Words for a Young Woman

A young woman looking at the sky

Last week I was approached by a young woman looking for help because she’d lost her belief that the world can become a better place. She had just attended a workshop I’d given on how to expand strategic alliances. Throughout the session, she said, it was clear that I believe change is possible. How, she asked, have I maintained such optimism in the midst of so much wrong in our world?

It reminded me of a talk I gave last spring, titled: How to Avoid Burnout While Trying to Change the World, in which I describe how I have spent 25 years as a community and political organizer and still wake excited for each day.

This young woman is still young, I thought ruefully to myself, she has her whole life ahead of her to get burned out. What could I say that would re-enliven her sense of the possible? A few days later we met for lunch, this is what I said:


We all have stories that shape who we are, and we are the narrator of our lives. We choose which experiences we allow to define us. What, I asked her, led her to commit herself to making the world a better place? How can she tell her story in a way that reinvigorates her purpose? 

I started out by describing a seminal experience in my life – one that shaped who I am and how I move through the world. When I was 23 years old, I was hired as the finance director in a campaign to defeat an anti-gay ballot measure in the conservative state of Idaho. If the measure passed, it would take away basic human rights for gays and lesbians. We won, but barely: by an average of two votes per precinct.

The campaign was impactful for me in many ways, but here is one: the power and possibility of communities coming together. Throughout the campaign, different sub-communities emerged against the initiative: Republican moms who feared the impact of censoring books; Mormon families who resisted government overreach into our personal lives; Catholic Nuns who saw the threat to basic human dignity; and the CEO of Idaho’s largest corporation, who knew that being known as a hateful state is bad for business.

I thought to myself: look what is possible when all different kinds of people come together. Change is possible, and I can be an instrument of that change.


Compelling research finds that the happiest people are those with deep connections to others, and to a community. Who cares about what you care about? Who dreams about what you dream about?

I then turned to one of the darkest periods of my life – the aftermath of 9/11, the attack on the World Trade Towers in New York City. At the time I was a young mother living in Montana, and although it occurred thousands of miles away, I felt the enormity of what had happened and what was unfolding in the nation’s dialog. I saw the closing in, the ramping up of the militarization of our local and national law enforcement, and I felt lost.

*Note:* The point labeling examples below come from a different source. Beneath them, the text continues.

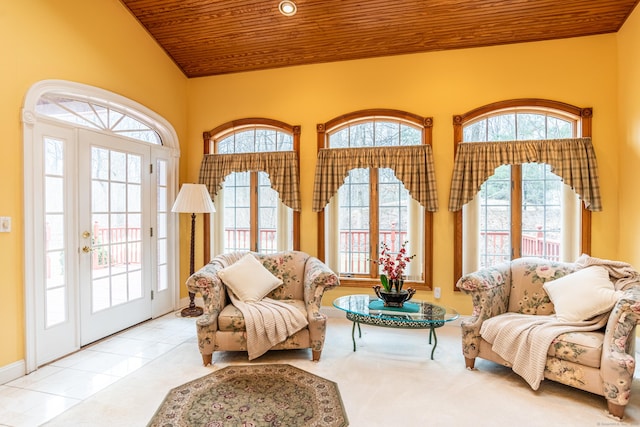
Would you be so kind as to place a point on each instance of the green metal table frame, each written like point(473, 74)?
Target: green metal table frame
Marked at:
point(387, 322)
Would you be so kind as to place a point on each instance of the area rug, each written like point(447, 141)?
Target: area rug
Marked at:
point(253, 396)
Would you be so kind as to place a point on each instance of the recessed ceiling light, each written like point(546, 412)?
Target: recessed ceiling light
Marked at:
point(287, 8)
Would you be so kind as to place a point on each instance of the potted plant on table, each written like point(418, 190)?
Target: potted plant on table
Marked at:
point(392, 276)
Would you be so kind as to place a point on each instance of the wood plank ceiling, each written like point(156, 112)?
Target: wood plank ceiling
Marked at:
point(211, 37)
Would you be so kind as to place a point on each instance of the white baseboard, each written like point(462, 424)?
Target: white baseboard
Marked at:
point(12, 371)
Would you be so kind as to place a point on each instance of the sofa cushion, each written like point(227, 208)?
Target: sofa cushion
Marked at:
point(290, 267)
point(583, 294)
point(230, 318)
point(248, 279)
point(584, 348)
point(528, 275)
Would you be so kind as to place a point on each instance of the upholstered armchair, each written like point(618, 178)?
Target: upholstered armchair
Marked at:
point(222, 326)
point(600, 361)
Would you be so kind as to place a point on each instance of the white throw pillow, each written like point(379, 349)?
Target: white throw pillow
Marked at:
point(249, 280)
point(582, 294)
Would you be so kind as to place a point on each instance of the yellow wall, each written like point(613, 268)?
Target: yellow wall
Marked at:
point(99, 43)
point(94, 42)
point(629, 138)
point(579, 71)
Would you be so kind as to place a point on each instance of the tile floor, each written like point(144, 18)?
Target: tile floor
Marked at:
point(42, 395)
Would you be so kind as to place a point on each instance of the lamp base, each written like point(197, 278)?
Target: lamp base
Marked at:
point(192, 312)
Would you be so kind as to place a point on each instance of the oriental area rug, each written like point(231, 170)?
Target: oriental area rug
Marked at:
point(253, 396)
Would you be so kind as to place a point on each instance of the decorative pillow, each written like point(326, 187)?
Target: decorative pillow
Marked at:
point(248, 279)
point(582, 294)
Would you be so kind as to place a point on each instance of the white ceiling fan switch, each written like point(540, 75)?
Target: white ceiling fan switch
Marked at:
point(5, 224)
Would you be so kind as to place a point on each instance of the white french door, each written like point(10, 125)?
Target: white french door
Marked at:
point(115, 242)
point(104, 216)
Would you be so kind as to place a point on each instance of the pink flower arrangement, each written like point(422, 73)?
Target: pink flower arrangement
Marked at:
point(393, 265)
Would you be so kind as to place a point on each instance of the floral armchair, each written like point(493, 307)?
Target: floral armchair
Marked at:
point(222, 326)
point(601, 361)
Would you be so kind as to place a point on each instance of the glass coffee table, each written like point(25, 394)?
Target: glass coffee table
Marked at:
point(369, 310)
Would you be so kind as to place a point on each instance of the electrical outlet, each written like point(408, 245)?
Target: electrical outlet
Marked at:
point(5, 224)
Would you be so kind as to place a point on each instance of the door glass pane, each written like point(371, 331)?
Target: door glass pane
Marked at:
point(116, 202)
point(55, 233)
point(162, 280)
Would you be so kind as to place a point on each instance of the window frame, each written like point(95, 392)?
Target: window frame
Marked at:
point(209, 140)
point(424, 123)
point(583, 118)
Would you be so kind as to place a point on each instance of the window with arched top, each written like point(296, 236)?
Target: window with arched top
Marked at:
point(375, 185)
point(251, 170)
point(97, 115)
point(522, 168)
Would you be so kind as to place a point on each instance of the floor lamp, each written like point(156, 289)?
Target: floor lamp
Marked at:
point(193, 199)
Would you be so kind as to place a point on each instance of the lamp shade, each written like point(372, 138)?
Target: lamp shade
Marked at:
point(193, 198)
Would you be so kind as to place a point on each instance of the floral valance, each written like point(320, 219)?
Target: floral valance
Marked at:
point(413, 165)
point(573, 160)
point(282, 167)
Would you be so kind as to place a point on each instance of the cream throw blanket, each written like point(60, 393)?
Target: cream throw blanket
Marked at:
point(523, 340)
point(268, 322)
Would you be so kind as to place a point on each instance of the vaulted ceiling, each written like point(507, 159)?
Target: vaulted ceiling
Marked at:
point(211, 37)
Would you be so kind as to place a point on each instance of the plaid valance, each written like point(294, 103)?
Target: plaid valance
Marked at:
point(282, 167)
point(413, 165)
point(573, 160)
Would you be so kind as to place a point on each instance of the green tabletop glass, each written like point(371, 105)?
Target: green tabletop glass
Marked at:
point(415, 314)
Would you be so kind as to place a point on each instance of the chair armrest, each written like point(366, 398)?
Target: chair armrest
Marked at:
point(489, 289)
point(618, 351)
point(318, 278)
point(207, 283)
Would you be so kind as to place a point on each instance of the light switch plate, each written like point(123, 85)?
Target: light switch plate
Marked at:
point(5, 224)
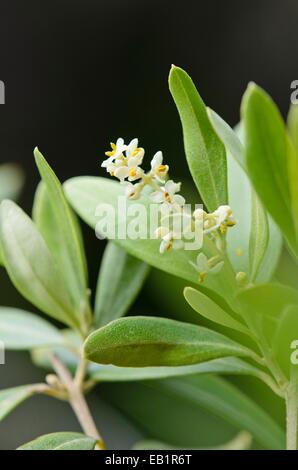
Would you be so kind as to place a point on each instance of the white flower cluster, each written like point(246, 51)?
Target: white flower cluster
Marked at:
point(124, 162)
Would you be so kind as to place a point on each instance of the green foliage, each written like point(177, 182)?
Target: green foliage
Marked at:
point(121, 277)
point(61, 441)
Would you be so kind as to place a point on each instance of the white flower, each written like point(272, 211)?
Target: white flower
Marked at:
point(132, 191)
point(117, 149)
point(224, 218)
point(133, 150)
point(111, 164)
point(129, 169)
point(169, 240)
point(167, 197)
point(158, 169)
point(204, 266)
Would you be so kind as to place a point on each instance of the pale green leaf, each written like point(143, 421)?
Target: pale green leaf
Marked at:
point(247, 209)
point(174, 411)
point(61, 441)
point(12, 397)
point(59, 228)
point(205, 152)
point(86, 194)
point(240, 442)
point(121, 277)
point(30, 265)
point(259, 236)
point(206, 307)
point(267, 150)
point(11, 181)
point(21, 330)
point(224, 366)
point(151, 341)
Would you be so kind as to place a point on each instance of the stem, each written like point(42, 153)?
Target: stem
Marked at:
point(77, 401)
point(292, 413)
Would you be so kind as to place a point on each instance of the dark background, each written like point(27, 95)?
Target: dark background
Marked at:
point(81, 73)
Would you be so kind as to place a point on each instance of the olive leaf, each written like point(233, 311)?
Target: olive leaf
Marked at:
point(12, 397)
point(205, 152)
point(20, 330)
point(60, 229)
point(121, 277)
point(267, 155)
point(247, 250)
point(61, 441)
point(206, 307)
point(151, 341)
point(90, 195)
point(31, 266)
point(11, 181)
point(176, 411)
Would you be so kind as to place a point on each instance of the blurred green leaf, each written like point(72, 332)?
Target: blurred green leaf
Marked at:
point(86, 194)
point(121, 277)
point(61, 441)
point(205, 152)
point(267, 149)
point(174, 411)
point(20, 330)
point(151, 341)
point(240, 442)
point(30, 265)
point(286, 333)
point(59, 228)
point(11, 181)
point(247, 209)
point(206, 307)
point(12, 397)
point(293, 125)
point(259, 236)
point(226, 366)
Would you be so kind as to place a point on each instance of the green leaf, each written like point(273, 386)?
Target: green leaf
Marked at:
point(11, 181)
point(151, 341)
point(120, 279)
point(259, 236)
point(263, 306)
point(12, 397)
point(61, 441)
point(267, 150)
point(293, 125)
point(248, 211)
point(86, 194)
point(226, 366)
point(59, 228)
point(175, 411)
point(286, 333)
point(20, 330)
point(30, 265)
point(240, 442)
point(205, 152)
point(206, 307)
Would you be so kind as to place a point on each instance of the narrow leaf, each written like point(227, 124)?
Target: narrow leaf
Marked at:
point(59, 228)
point(267, 148)
point(150, 341)
point(21, 330)
point(259, 236)
point(88, 194)
point(205, 152)
point(120, 279)
point(30, 264)
point(61, 441)
point(206, 307)
point(176, 411)
point(12, 397)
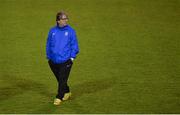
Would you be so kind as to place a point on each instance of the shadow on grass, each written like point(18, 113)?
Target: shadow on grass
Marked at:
point(18, 86)
point(92, 86)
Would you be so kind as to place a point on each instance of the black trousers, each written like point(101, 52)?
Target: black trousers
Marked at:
point(61, 72)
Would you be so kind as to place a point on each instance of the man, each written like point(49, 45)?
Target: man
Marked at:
point(61, 50)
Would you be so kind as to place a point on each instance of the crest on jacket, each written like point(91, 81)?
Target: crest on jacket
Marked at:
point(66, 34)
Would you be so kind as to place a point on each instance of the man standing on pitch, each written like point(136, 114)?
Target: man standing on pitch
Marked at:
point(61, 50)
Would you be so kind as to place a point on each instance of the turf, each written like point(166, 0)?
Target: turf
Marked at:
point(128, 61)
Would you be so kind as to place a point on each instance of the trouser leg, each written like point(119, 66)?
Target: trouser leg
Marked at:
point(61, 71)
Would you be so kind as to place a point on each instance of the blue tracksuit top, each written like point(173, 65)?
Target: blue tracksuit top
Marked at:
point(61, 44)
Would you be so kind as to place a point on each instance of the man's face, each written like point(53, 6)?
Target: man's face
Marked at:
point(63, 21)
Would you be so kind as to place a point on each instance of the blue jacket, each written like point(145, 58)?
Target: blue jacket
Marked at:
point(61, 44)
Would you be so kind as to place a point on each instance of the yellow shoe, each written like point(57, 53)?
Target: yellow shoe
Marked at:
point(66, 96)
point(57, 101)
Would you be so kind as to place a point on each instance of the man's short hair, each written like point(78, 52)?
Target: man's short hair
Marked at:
point(60, 15)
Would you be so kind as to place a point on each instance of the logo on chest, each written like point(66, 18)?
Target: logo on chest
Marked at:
point(66, 33)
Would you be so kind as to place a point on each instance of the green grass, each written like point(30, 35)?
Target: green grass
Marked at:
point(128, 61)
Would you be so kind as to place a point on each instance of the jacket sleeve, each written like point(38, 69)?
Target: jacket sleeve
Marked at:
point(48, 45)
point(74, 45)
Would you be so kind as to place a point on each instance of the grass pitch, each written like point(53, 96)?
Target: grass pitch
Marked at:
point(128, 61)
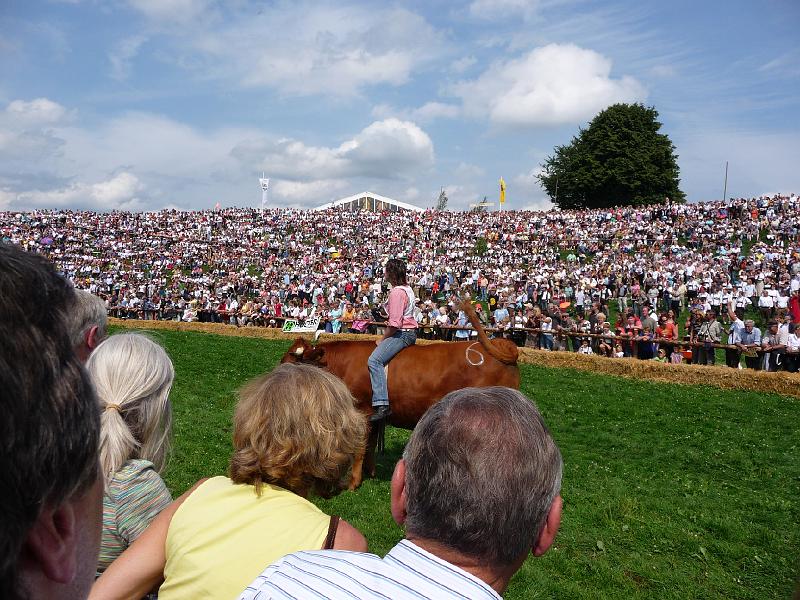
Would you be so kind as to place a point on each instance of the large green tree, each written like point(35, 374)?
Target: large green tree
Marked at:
point(619, 159)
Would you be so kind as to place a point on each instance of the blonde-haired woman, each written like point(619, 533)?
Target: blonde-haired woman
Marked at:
point(132, 376)
point(296, 433)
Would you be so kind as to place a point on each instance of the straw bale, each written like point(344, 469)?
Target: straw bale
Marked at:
point(784, 384)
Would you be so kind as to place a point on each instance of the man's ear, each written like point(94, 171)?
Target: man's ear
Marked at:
point(398, 493)
point(550, 529)
point(52, 543)
point(92, 338)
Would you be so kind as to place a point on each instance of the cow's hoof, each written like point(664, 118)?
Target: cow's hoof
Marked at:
point(381, 413)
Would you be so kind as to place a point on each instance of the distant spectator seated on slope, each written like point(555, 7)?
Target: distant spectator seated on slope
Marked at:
point(495, 500)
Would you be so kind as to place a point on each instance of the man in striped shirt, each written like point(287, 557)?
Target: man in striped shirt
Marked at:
point(477, 490)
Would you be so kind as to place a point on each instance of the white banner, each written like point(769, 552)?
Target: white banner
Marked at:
point(309, 325)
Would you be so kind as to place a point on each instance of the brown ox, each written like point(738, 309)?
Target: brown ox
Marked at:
point(418, 376)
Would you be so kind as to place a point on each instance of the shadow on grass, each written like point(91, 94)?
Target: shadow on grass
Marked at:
point(385, 463)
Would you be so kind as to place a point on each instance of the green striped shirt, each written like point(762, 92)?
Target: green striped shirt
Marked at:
point(135, 495)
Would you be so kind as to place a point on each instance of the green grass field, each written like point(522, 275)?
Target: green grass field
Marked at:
point(669, 491)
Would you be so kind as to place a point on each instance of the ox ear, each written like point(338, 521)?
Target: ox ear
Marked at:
point(315, 354)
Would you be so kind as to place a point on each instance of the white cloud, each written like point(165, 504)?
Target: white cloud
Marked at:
point(122, 56)
point(118, 193)
point(462, 64)
point(385, 149)
point(335, 50)
point(430, 111)
point(28, 132)
point(496, 10)
point(142, 161)
point(436, 110)
point(466, 170)
point(180, 11)
point(758, 161)
point(39, 111)
point(301, 193)
point(664, 71)
point(551, 85)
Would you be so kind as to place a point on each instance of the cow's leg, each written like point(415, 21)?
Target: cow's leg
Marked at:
point(357, 473)
point(369, 454)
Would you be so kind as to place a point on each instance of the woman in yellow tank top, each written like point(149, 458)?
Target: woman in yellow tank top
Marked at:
point(296, 432)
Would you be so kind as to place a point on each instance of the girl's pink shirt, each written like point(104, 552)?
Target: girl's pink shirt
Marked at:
point(396, 307)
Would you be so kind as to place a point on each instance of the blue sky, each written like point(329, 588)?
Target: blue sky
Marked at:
point(147, 104)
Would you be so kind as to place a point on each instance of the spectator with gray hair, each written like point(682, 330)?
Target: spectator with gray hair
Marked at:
point(133, 377)
point(51, 498)
point(477, 489)
point(87, 322)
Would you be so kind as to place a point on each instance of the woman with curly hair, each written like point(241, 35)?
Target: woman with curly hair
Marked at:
point(296, 433)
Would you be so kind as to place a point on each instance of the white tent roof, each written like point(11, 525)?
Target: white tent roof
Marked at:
point(378, 197)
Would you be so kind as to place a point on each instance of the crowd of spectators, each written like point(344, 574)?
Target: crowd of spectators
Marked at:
point(561, 274)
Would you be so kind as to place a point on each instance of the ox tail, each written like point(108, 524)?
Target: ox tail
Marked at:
point(505, 353)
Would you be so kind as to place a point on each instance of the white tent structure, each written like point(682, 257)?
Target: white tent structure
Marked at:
point(369, 201)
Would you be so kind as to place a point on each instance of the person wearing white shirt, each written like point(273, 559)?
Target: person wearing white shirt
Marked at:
point(766, 305)
point(792, 350)
point(467, 533)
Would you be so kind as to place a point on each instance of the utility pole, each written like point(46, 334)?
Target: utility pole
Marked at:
point(725, 189)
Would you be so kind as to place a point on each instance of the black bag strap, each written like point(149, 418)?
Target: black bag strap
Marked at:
point(332, 527)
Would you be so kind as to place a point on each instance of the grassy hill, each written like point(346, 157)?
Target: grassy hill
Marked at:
point(669, 491)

This sense of disorientation was so deep that I spiraled into what I call an existential crisis: Why am I here? Who am I? What does anything matter, anyway? I turned, as I often do when I lose my bearings, to books, and one of the books I found that dark winter was Howard Zinn’s A People’s History of the United States, in which Zinn describes history from the perspective of farmers, workers, slaves, suffragists and immigrants, rather than from the perspective of the wealthy, the white men, the conquerers.

The history of struggle, it turns out, is one of waging and winning many battles, and usually losing the war. Why, you might ask, did I find this so helpful? It is because in those stories, I saw myself. I am part of a long, an ancient tribe of people who fight for justice, opportunity and equality. We may lose a lot, but we do our work and when we win, it matters. It matters even when we lose: it is the fighting and believing that makes us who we are. And I saw that this tribe will continue on once I grow old and lay down my arms.

This realization allowed me to see that I am never alone, and that the work we do matters. As Martin Luther King, Jr. said so beautifully: “The arc of the moral universe is long, but it bends toward justice.”


“Grant me the serenity to accept the things I cannot change, the courage to change the things I can, and the wisdom to know the difference.”  The Serenity Prayer

I offered one last insight.  As I’ve written previously, circles of concern are things we care about, from global warming and presidential candidates to the choices our grown children make. It’s the “stuff” we read in the paper, or watch on the news. Circles of influence are the things we can actually impact or affect – how we respond to an impatient coworker, whether or not we participate in a volunteer project, how much time we take to dig deeper and connect more dots in our work.

We have many levers to pull within our circles of influence. Once we begin to do so, a remarkable thing begins to happen: we discover that our circle of influence begins to expand, increasing our ability to impact our circles of concern.  It’s unlikely that we will ever experience complete alignment between what we are concerned with and what we actually have influence over, but not leaning in to what we actually can impact assures that this misalignment will widen.

Our lunch plates cleaned, I knew our conversation was coming to a close. I wondered if what we’d talked about would offer her helpful touchpoints in her journey. I hope she circles back to me once in a while to tell me how she’s doing.

It also made me curious about others’ experiences: how do you keep the fire burning within?